Running alone had been rare during the challenge, but deeply meaningful when it happened. This time, with headphones in and a playlist of songs that had carried him through the toughest days, he retraced the familiar route one final time.
“I went through the whole challenge in my head – everything that had happened,” he says. “I just enjoyed it.”
The emotions surfaced quickly.
“I was quite emotional actually. I shed a few tears, just because I was so happy with how it had gone. I definitely got what I was looking for.”
More personal challenge than world record
King knew from the outset that the men’s world record for consecutive ultramarathons stood at 60. But it was never the reason he started.
“It was always about running one for every year of Mum’s life and raising money for Headway,” he says.
Still, the record became a quiet milestone along the way.

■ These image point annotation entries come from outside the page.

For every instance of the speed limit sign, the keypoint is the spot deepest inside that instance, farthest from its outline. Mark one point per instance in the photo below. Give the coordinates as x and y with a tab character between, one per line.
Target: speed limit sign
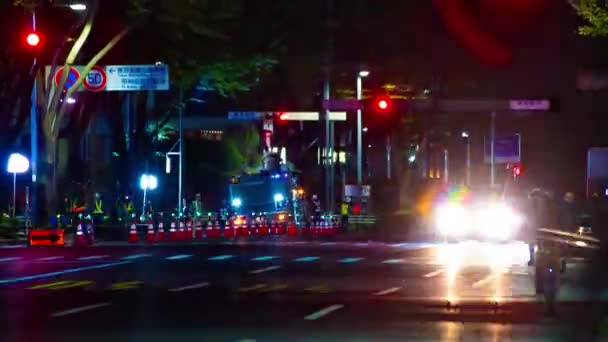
96	79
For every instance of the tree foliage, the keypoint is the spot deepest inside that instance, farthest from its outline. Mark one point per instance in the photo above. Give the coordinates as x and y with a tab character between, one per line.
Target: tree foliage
595	15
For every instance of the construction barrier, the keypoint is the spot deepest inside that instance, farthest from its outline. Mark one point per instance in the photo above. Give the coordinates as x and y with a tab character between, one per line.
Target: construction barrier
160	235
133	236
46	237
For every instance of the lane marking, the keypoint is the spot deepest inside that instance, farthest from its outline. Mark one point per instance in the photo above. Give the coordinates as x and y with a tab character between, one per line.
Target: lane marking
306	259
265	269
252	288
93	257
349	260
190	287
220	257
387	291
10	259
179	256
127	285
433	274
264	258
323	312
66	271
79	309
323	288
484	281
51	258
136	256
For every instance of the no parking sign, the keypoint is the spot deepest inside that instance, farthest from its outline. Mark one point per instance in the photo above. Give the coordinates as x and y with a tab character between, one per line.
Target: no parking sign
96	79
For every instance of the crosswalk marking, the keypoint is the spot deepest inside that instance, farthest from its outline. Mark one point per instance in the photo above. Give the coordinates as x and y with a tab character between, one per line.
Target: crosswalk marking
92	257
10	259
51	258
265	269
433	274
349	260
323	312
387	291
189	287
179	256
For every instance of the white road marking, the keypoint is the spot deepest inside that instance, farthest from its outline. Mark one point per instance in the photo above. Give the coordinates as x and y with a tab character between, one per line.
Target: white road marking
189	287
265	269
387	291
93	257
51	258
433	274
483	281
323	312
10	259
79	309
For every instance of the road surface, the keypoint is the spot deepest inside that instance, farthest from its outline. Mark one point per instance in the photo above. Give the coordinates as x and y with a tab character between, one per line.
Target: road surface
271	291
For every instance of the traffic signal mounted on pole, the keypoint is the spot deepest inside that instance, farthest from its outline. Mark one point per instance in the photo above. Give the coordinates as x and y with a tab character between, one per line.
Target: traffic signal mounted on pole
32	39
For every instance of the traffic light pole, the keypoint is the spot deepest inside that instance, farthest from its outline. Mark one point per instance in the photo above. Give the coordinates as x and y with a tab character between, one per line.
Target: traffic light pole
359	134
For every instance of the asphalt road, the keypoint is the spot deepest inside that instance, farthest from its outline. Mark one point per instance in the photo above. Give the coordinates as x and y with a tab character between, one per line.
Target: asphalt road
272	291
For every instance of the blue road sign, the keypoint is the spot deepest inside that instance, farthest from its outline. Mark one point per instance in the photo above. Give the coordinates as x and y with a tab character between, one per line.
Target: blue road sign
507	149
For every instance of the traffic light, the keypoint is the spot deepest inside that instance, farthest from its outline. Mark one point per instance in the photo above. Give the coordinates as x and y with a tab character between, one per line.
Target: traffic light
517	171
383	104
32	39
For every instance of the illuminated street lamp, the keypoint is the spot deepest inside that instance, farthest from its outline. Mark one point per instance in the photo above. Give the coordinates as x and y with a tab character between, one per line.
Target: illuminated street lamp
17	163
147	182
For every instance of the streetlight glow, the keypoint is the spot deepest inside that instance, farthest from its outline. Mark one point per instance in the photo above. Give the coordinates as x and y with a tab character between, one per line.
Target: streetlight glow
78	7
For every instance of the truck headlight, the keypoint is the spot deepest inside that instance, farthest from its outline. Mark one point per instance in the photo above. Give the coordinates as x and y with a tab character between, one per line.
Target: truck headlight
452	219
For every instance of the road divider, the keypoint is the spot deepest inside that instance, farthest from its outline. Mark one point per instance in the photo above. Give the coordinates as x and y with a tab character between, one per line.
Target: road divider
323	312
79	309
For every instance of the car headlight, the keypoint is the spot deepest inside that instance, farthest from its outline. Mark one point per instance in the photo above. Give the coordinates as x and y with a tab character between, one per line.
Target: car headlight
498	221
452	219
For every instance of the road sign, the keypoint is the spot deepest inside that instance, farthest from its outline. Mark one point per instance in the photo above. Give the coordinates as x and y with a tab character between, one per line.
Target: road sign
507	149
96	79
116	77
342	104
245	116
542	105
137	77
73	76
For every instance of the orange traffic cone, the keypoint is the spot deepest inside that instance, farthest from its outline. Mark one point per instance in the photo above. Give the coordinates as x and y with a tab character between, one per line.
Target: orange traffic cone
198	229
133	237
173	231
181	233
150	235
292	230
160	235
79	239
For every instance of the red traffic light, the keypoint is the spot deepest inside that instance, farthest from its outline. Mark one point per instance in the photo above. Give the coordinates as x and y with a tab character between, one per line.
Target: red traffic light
32	39
517	171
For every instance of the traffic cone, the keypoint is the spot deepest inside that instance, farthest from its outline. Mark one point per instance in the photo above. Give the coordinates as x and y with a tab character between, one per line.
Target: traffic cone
79	239
133	237
150	234
189	232
173	231
281	228
160	235
181	233
292	230
263	229
229	229
198	229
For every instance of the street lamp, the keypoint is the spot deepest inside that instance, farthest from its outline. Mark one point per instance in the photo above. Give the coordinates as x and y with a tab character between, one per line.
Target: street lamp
17	163
147	182
360	76
466	136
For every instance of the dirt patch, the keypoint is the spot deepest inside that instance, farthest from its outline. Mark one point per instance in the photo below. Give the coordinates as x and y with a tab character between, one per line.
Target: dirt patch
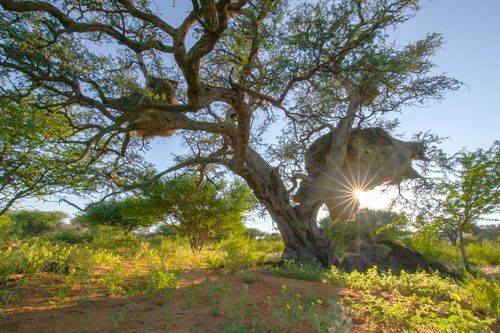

Hitting day 60 with two weeks still to run provided a psychological lift in the middle of the challenge, and the paperwork had been put in well before the start.
“It was nice that there was a world record in there,” he says. “But I also tried to make it clear that the women’s world record is 200. The women absolutely fly the flag for this.”
For King, the significance is deeply personal rather than competitive.
For he was once the highest-ranked player in the world for video game ‘Call of Duty’ – and weighed about 19 stone (121kg).
But in the last eight years his ‘obsession’ has become running – and now extreme endurance tests – and as he says: “To go from being 19 stone and overweight not that long ago to being a world record holder – that’s pretty cool.”

His first 26.2-miler was in 2018 and since then he’s run over 100 marathons and ultramarathons before taking on this latest adventure.
When motivation shifted, but never disappeared
Throughout the 79 days, King never doubted he would finish a single 50K. But he did notice something change late on.
“When I got to day 75, something left me,” he says. “I cared a bit less, and that took me by surprise.”
The symbolic power of running one ultra for every year of his Mum’s life had carried him through the first 74 days. Once that marker passed, the emotional fuel dipped – even though the physical task remained the same.
“It just showed how powerful those first 74 days were for me,” he reflects.
Injuries, illness, brutal weather and exhaustion all took their toll, but none were enough to stop him.
“I’d quit my job for this. There was so much riding on it,” he says. “I cared too much about doing the challenge and finishing it.”
Even during the worst moments, doubt never fully took hold.
“I was concerned at times, but I never really thought I wouldn’t make it.”
A finish that meant everything
King deliberately extended the challenge to finish on a Sunday, outside his Mum’s church – a place that has been central to her life for more than two decades.
“She worked there. She’s got a real community there,” he explains. “And it’s near the seafront where I run every day, so it felt like the perfect way to end.”
With his Mum able to attend and understand what he had done, the moment carried a weight that went far beyond running.
“After everything we’ve been through this year, it was one of the most special days of my life,” he says. “Seeing her there with a big smile and her arms out to greet me – it was perfect.”

Determination, inherited
Watching his Mum recover from a brain bleed hasn’t changed how King thinks about suffering or resilience, he says – because those traits were always there.
“She’s always been incredibly determined,” he explains. “Every day of her life was like an ultramarathon.”
Her refusal to accept limits remains undiminished.
“She can’t walk now, but every day she tries to get out of her chair and she says, ‘I will walk.’ The physios say she probably won’t – and she just says, ‘Yep, okay, but I will.’”
For King, the connection is unmistakable.
“That determination, that stubbornness – I get it all from her,” he says. “It just reinforces how powerful the brain is, and where a determined mindset can take you.”